Cumhuriyet'in kurucusu Mustafa Kemal Atatürk'ün ve dini inançların siyaset malzemesi yapılmasına karşı olduklarını anlatan TDH lideri, 'inançlara saygılı laiklik' anlayışını savunduklarını, toplumda 'öteki oluşturmayan', ayrışmalara neden olmayan kardeşlik ve birlik siyaseti ortaya koymak istediklerini belirtti. Sarıgül, “Özgürlükçü sosyal demokratız. Kapımız ve gönlümüz başı kapalı olana da açık olana açık. Sağ mı sol mu demeye değil, sorunları çözmeye geleceğiz. Bugüne kadar Türkiye'ye hizmet edenler etmiş, teşekkür edeceğiz, daha iyisini yapmak istiyoruz, diye iktidara talip olacağız.” dedi.

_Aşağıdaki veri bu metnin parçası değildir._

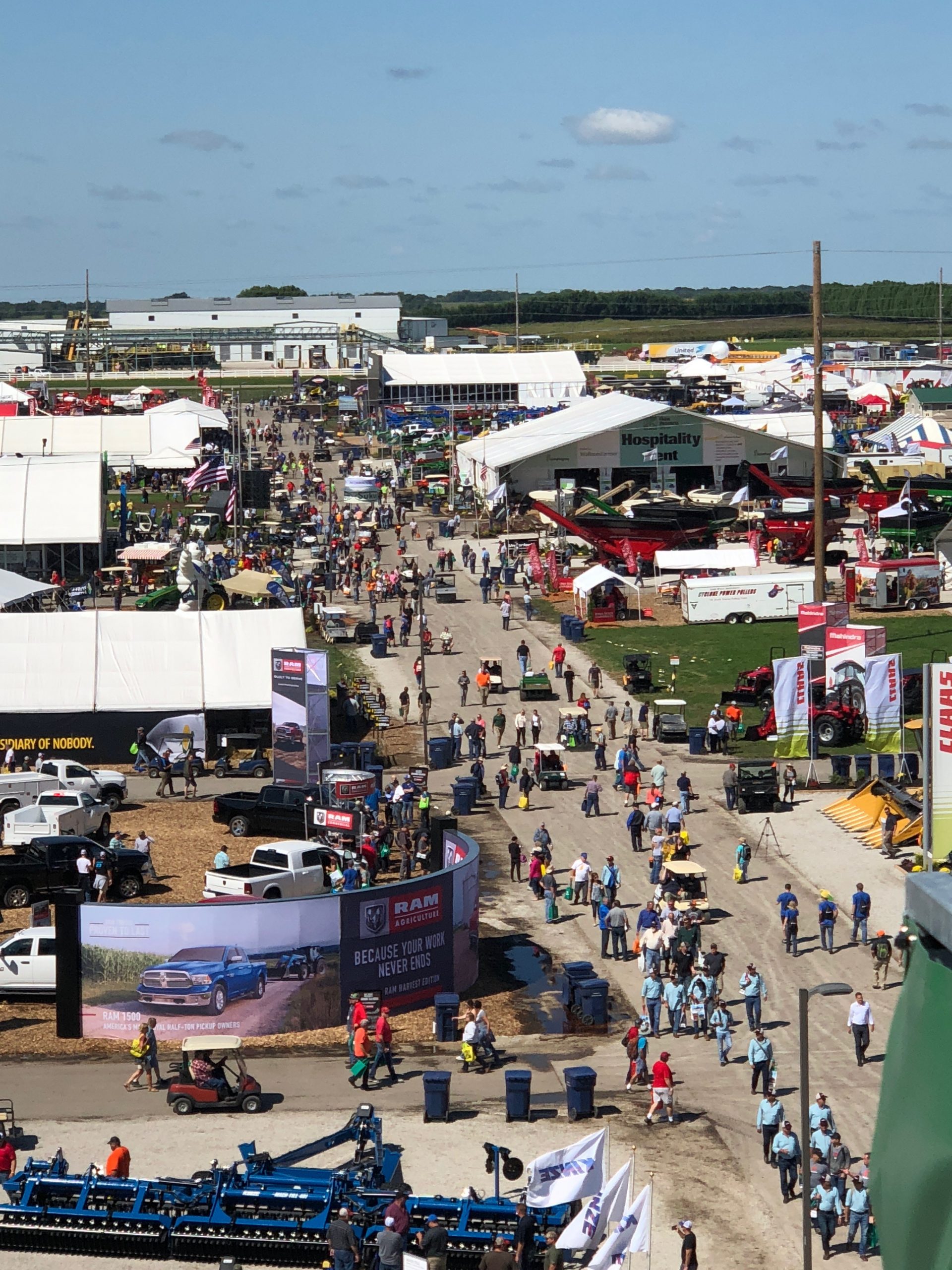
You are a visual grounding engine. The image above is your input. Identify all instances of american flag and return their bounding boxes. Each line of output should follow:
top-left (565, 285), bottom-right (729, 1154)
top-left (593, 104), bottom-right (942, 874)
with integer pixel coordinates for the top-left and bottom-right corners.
top-left (183, 454), bottom-right (229, 494)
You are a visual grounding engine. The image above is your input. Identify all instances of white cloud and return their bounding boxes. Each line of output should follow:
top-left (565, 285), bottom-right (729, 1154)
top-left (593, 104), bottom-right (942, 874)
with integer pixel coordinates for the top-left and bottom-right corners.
top-left (585, 163), bottom-right (650, 181)
top-left (562, 105), bottom-right (676, 146)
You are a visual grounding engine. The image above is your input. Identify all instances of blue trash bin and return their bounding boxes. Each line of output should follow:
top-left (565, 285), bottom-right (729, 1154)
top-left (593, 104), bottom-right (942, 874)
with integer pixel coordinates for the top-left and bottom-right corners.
top-left (422, 1072), bottom-right (452, 1124)
top-left (433, 992), bottom-right (460, 1041)
top-left (579, 979), bottom-right (608, 1026)
top-left (562, 1067), bottom-right (596, 1120)
top-left (505, 1068), bottom-right (532, 1124)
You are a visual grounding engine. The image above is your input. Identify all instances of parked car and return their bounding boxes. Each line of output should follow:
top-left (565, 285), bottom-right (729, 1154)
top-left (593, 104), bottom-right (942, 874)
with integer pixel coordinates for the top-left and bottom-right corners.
top-left (136, 944), bottom-right (268, 1015)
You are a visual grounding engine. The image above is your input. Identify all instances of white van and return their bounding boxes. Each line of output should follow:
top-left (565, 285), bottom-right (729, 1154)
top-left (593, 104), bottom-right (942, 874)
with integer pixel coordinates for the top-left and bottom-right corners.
top-left (0, 926), bottom-right (56, 997)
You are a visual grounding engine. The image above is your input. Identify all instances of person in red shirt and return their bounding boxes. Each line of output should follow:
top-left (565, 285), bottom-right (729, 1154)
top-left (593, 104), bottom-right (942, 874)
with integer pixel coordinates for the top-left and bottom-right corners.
top-left (645, 1049), bottom-right (674, 1124)
top-left (0, 1138), bottom-right (16, 1189)
top-left (105, 1138), bottom-right (131, 1177)
top-left (371, 1006), bottom-right (400, 1084)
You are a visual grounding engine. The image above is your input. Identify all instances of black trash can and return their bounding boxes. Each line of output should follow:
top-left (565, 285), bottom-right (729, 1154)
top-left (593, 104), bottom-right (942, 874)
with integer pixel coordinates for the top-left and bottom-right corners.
top-left (433, 992), bottom-right (460, 1041)
top-left (562, 1067), bottom-right (595, 1120)
top-left (505, 1068), bottom-right (532, 1124)
top-left (579, 979), bottom-right (608, 1025)
top-left (422, 1072), bottom-right (452, 1124)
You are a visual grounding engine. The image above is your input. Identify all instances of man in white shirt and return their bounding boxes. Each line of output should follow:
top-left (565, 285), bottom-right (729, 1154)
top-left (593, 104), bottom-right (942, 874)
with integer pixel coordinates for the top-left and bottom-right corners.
top-left (847, 992), bottom-right (876, 1067)
top-left (570, 851), bottom-right (592, 904)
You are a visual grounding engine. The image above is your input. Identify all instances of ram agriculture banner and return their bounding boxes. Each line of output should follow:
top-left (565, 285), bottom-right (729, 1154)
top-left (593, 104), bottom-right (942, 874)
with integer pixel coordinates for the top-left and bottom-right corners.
top-left (929, 662), bottom-right (952, 864)
top-left (773, 657), bottom-right (810, 758)
top-left (864, 653), bottom-right (902, 755)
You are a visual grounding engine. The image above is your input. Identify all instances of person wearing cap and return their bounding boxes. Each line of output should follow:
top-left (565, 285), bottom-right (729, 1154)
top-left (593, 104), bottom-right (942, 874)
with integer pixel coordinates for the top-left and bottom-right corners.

Türkiye'nin markalaşmaya olan ihtiyacını da dile getiren Sarıgül, bunu da Türk okullarına dikkat çekerek açıklayarak şöyle dedi: "Türkiye'nin dünyaya sunduğu tek markası, 150'ye yakın ülkedeki Türk okullarıdır. Bizim her alanda teknolojide, sanayide bunun gibi markalara ihtiyacımız var."

Merhum Cumhurbaşkanı Turgut Özal'ın Türkiye'nin ekonomik kalkınmasına ve değişimine öncülük eden ekonomik fikir anlayışlarını benimsediklerini anlatan Sarıgül, kadrolarında, soldan olduğu kadar sağ siyasi yapıdan da yeni isimler olacağını belirtiyor.

Sarıgül, yeni yılın başında, parti kuruluşundan bir gün önce, Mardin'de üç dinin buluştuğu merkezlerde dua ederek siyasî yolculuğa başlayacaklarını da kaydediyor.

Şimdi de gelelim Sayın Sarıgül’ün açıklamalarının değerlendirmesine… Öncelikle Sayın Sarıgül’ün açıklamaları, toplumun her kesimini kucaklar nitelikte… Sağ sol, laik anti laik, başörtülü başörtüsüz, dinci dinsiz, ayrımı yapmıyor, her inanca saygıyla yaklaşıyor… Öteki demeyerek birlik siyaseti ortaya koyacaklarını belirtiyor. Özal diyor, Erdal İnönü diyor, Türk okulları diyor… Mardin'de üç dinin buluştuğu merkezlerde dua edeceklerini belirtiyor… Bunlar çok müspet ve önemli bir yaklaşımlar… Hele de soldan böylesine bir muhalefet anlayışının çıkması, bir devrim niteliğinde… Zaten olması gereken de budur…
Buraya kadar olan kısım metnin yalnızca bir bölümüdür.